The US Call Center and Consumer Protection Act (HR 3596) has a rather straightforward purpose: Remove incentives for US companies to set up call centers outside the US. With the backing of the Communications Workers of America (the largest union representing telecommunication workers) and 77 co-sponsors in the House, including Democrats and Republicans, the bill has a reasonable chance of passage, even in an election year.
Of course, it would still have to pass the Senate and get the president's signature, but for the moment, let's pretend those could happen. What would the bill really mean for companies that depend on or are contemplating international call centers?
First up on the list of effects would be the loss of federal grants, loans, or loan guarantees for five years for any company that moves a call center out of the US. That would be a particularly bitter pill for companies with international operations, which often depend on government loans and guarantees to expand their business, carry out marketing programs, or finance capital purchases for new facilities.

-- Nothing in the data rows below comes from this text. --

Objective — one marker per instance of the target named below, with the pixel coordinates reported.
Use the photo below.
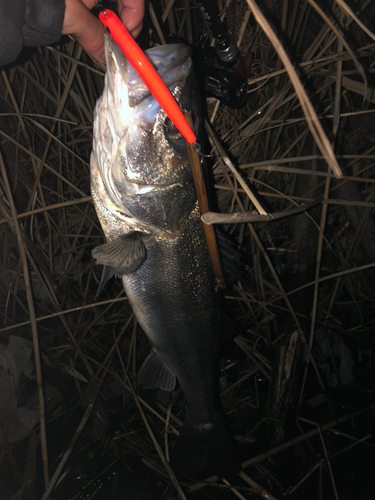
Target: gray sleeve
(28, 22)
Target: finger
(131, 13)
(86, 28)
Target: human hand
(88, 30)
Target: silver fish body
(143, 192)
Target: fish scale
(156, 243)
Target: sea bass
(144, 196)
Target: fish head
(140, 166)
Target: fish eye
(173, 135)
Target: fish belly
(173, 297)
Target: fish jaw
(143, 168)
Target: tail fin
(205, 450)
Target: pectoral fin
(124, 255)
(155, 374)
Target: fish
(144, 196)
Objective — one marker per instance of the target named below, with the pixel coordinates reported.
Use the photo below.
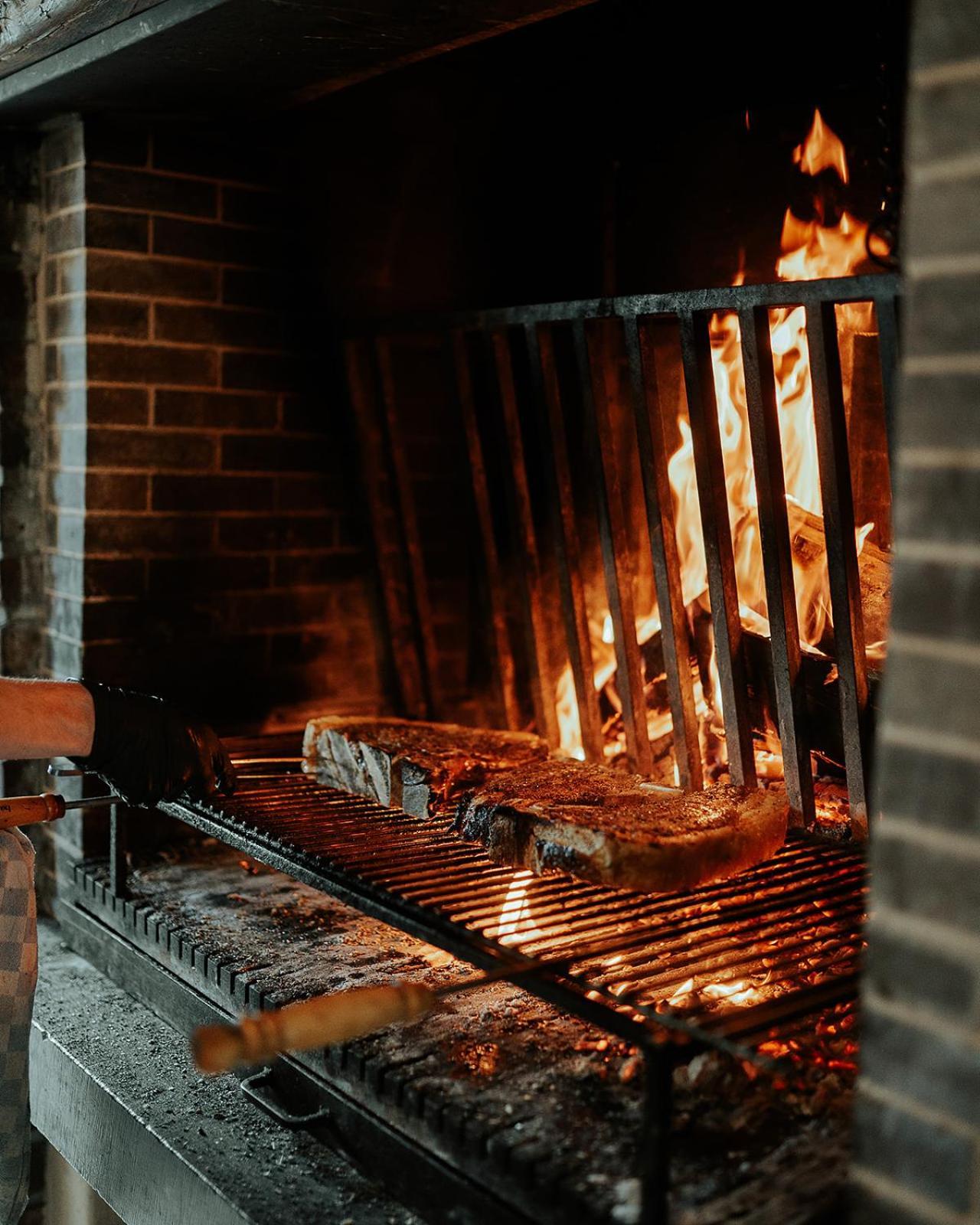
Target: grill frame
(673, 1039)
(501, 334)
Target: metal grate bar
(488, 538)
(618, 957)
(710, 469)
(667, 569)
(616, 551)
(842, 550)
(410, 522)
(543, 689)
(777, 560)
(545, 380)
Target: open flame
(818, 248)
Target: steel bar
(777, 563)
(410, 522)
(545, 379)
(842, 550)
(543, 686)
(667, 567)
(498, 587)
(408, 667)
(781, 293)
(616, 551)
(710, 469)
(886, 312)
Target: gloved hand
(147, 751)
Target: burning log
(418, 767)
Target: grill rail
(776, 943)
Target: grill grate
(730, 965)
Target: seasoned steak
(402, 763)
(619, 830)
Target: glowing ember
(516, 912)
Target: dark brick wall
(918, 1124)
(204, 526)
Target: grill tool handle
(302, 1027)
(30, 810)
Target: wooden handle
(306, 1026)
(28, 810)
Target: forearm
(44, 720)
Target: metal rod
(667, 567)
(710, 471)
(545, 379)
(886, 312)
(616, 553)
(410, 524)
(543, 688)
(408, 667)
(498, 587)
(842, 550)
(777, 563)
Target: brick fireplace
(195, 521)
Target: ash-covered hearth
(537, 1106)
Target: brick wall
(918, 1126)
(204, 528)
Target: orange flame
(810, 250)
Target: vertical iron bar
(887, 320)
(655, 1138)
(543, 689)
(777, 561)
(712, 495)
(667, 567)
(410, 522)
(544, 375)
(118, 847)
(384, 522)
(842, 551)
(485, 521)
(616, 553)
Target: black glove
(147, 751)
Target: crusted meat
(403, 763)
(619, 830)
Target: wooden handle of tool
(306, 1026)
(28, 810)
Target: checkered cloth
(18, 973)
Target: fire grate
(481, 355)
(730, 965)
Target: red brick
(212, 493)
(277, 532)
(145, 190)
(157, 279)
(126, 318)
(113, 576)
(116, 230)
(116, 492)
(149, 449)
(217, 325)
(214, 410)
(152, 364)
(318, 569)
(118, 406)
(144, 534)
(269, 452)
(322, 492)
(196, 576)
(211, 242)
(257, 371)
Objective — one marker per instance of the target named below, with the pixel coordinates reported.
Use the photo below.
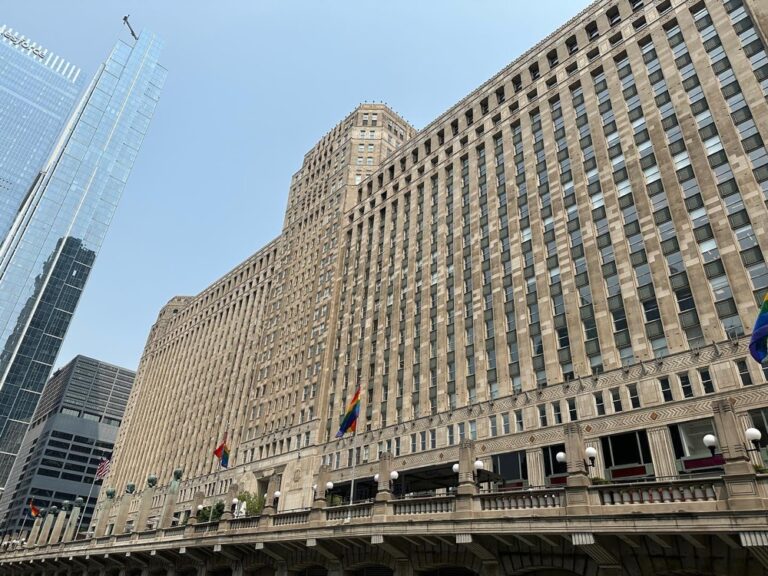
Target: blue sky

Financial services companies wouldn't be hit with the sort of inventory-financing difficulties that the loss of government loans and loan guarantees might mean, but there are still significant liabilities attached to the loss of such programs.
The penalties wouldn't stop there, of course. According to ComputerWorld, the bill contains provisions that would mandate a 120-day notice before a call center could be moved out of the US, require call center operators identify the country where the center is based, and require the operators to transfer the caller to a US call center if the caller requests it.
The first of these provisions wouldn't be a huge operational deal for most companies, though it would provide ample time for opponents of the move to turn it into a big deal for corporate PR. The other two are intended to be disruptive to operations (and they would be) by adding to the script for call center operators, breaking the flow of interaction with the caller, and providing an opportunity for a significant delay in the transaction as the call is transferred to a US center.
As I mentioned above, there is no guarantee the bill will become law. In addition to the institutional hurdles that must be cleared, the governments of India and the Philippines are lobbying against the bill and can deploy significant resources to this cause. Regardless of whether the bill passes in anything like its current form, its existence is an indication of the mood in Washington and much of the country. In a still-fragile economy, companies must be sensitive to the wishes, preferences, and, yes, prejudices of their customers. CIOs in financial services companies would do well to have contingency plans at the ready should the political and economic climates change for international call centers.
Keeping a close eye on Congress isn't a bad idea, either.